6 meses en lo mismo. Las dudas se convirtieron en acusaciones. Los aplausos en


silbidos. Cada vez era más difícil mostrar la sonrisa y la actitud positiva. Para acabar, su
club no estaba haciendo las cosas bien y se venía un partido de vital importancia para
clasificar a la Liguilla. El maldito Clásico.

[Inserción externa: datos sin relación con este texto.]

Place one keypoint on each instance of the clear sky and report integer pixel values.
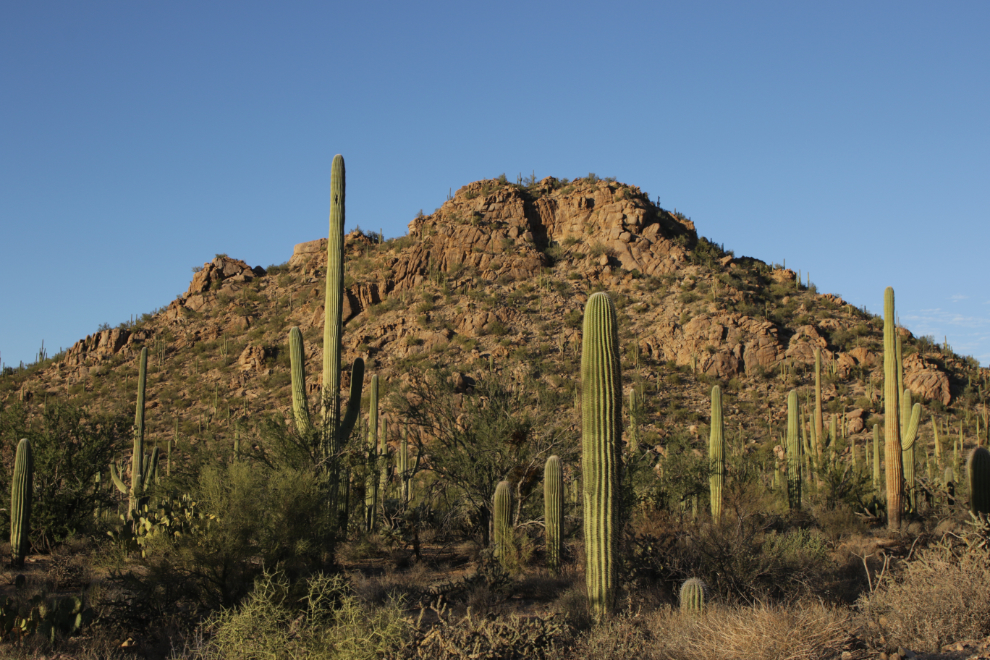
(139, 139)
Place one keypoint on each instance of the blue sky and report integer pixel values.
(138, 139)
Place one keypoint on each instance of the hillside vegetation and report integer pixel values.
(259, 533)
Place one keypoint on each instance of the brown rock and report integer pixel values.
(926, 380)
(252, 358)
(220, 269)
(855, 421)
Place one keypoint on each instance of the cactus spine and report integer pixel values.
(300, 403)
(502, 509)
(601, 437)
(553, 510)
(21, 487)
(793, 453)
(716, 454)
(978, 469)
(892, 439)
(140, 465)
(693, 597)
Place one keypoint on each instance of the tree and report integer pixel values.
(474, 435)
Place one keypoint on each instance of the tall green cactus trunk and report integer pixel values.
(139, 469)
(553, 511)
(819, 418)
(876, 457)
(601, 438)
(300, 400)
(909, 450)
(716, 454)
(21, 487)
(891, 424)
(793, 453)
(502, 511)
(335, 429)
(371, 480)
(978, 470)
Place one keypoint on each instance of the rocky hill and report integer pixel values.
(495, 280)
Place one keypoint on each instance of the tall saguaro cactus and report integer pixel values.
(371, 481)
(502, 509)
(978, 469)
(876, 457)
(300, 403)
(21, 486)
(335, 429)
(601, 438)
(140, 465)
(819, 418)
(891, 425)
(716, 454)
(553, 510)
(793, 453)
(909, 448)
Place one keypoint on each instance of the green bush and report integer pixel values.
(70, 448)
(320, 618)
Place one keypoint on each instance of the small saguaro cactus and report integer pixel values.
(694, 596)
(601, 442)
(978, 469)
(716, 454)
(140, 464)
(297, 361)
(502, 510)
(21, 486)
(891, 423)
(819, 426)
(793, 453)
(553, 510)
(634, 414)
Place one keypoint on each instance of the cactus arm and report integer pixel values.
(117, 481)
(601, 438)
(793, 453)
(353, 402)
(716, 454)
(21, 490)
(300, 403)
(137, 458)
(553, 510)
(333, 314)
(891, 424)
(502, 506)
(152, 467)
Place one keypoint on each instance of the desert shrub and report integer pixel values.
(257, 517)
(938, 597)
(70, 448)
(322, 619)
(492, 638)
(764, 632)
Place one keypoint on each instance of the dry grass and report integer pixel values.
(939, 597)
(806, 631)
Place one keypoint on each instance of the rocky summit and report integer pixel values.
(496, 278)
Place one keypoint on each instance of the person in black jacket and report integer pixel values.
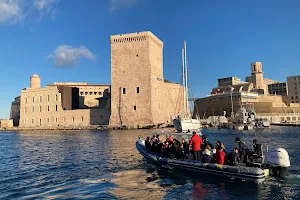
(242, 150)
(234, 157)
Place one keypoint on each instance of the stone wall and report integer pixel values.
(5, 123)
(139, 95)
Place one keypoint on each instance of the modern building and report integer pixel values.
(293, 83)
(254, 94)
(277, 88)
(229, 81)
(54, 106)
(139, 94)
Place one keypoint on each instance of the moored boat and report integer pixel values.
(276, 164)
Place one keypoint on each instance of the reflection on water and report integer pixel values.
(106, 165)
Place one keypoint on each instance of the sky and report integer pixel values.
(68, 40)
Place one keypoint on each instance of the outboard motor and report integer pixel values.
(278, 161)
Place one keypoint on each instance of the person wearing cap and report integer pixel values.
(195, 144)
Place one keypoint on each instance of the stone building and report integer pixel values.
(278, 88)
(139, 94)
(89, 94)
(258, 93)
(15, 111)
(293, 83)
(56, 105)
(229, 81)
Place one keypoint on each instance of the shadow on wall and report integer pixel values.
(99, 116)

Las expectativas lo estaban matando. Además, se escuchaban rumores sobre que su


traspaso hacia el futbol europeo cada vez era más dudoso. Su técnico, antes todo
sonrisas y comprensión, tomó una medida previsoria… lo puso con los suplentes. Se
sintió humillado, caído, pero recordó los consejos de sus padres de seguir sonriendo y
hacer su máximo esfuerzo.

Enrique Ortega salía al banquillo de suplentes por primera vez en mucho tiempo. No
estaba lesionado, estaba bien de salud. Calentó intranquilo y sentía las miradas del país
entero sobre él. ¿Por qué tenía que cargar él con ese peso? Él no lo había pedido…
solamente le gustaba jugar futbol y meter goles.

Entre pullas y bromas de sus compañeros suplentes, se encaminó al banquillo con la


mirada gacha. Entonces levantó la mirada y la vio sin que lo viera. Ella se veía fuera de
lugar, no pertenecía ahí. Era un ángel. Cada paso se le antojaba atemporal, y ella jamás
volteó hacia él. La tersa cabellera, lo delicado de su piel, lo frágil de su figura. Era un
regalo divino y él quería seguir mirándola todo el tiempo que fuera posible.

Entre la ensoñación y el embobamiento, se sentó y no sabía qué hacer. Pasó


desapercibido para ella… pero tenía que llamar su atención. Se tronaba los dedos,
miraba hacia todos lados sin mirar, ¿qué podía hacer? El profe es el que tenía que
llamarlo. Esperar en un calvario mental, torturándose a preguntas.

Terminó el primer tiempo con el marcador empatado a ceros. Lo mismo de siempre. Un


sector del público empezó a corear su nombre, y volteó hacia el profe, anhelante. Una
leve inclinación de cabeza y supo que tenía su oportunidad.

Salta al campo. Se persigna. Inmediatamente, voltea buscándola. No está… su mirada


se dirige hacia ese sector, escrutando cada uno de los rostros. Desesperado, mira hacia
el terreno de juego lleno de vértigo y quiere vomitar. Carajo, mejor hubiera sido no
verla.

Toca el balón, y enfila hacia el área contraria. Pero tiene una mirada en el arco y la otra,
la más importante, la mental, en las gradas. ¿Dónde está? ¿Y si no la vuelve a ver? ¿Y si
la imagino? Por lo mismo, la primer oportunidad que tiene, cómoda, de media vuelta
con la zurda, la manda a las gradas. Silbidos. Risas. Desesperación. En el suelo, da un
manotazo al césped y se pone de pie de un brinco. Ahorita cae, van a ver, tiene que caer.

Baja por el balón y se barre, lo recupera. En el suelo, voltea y ahí está. Un suspiro de
alivio. ¡Pero la muy maldita no voltea! Puntea el balón hacia Gómez y le marca el pase.
A ver si no volteas. Finta, recorte, pisa el balón, el defensa pasa de largo… tira… y
rompe la sequía. El rugido atronador del estadio poco le importa. Lo abrazan y el busca
con la mirada. Su reino por una mirada. Y ahí está, electrizante, magnética, llenando un
hueco que no sabía que existía. El tiempo se detiene, nada importa, nada más ese
instante.

Él no sabía que un gol no vale nada si no tienes a quién cantárselo.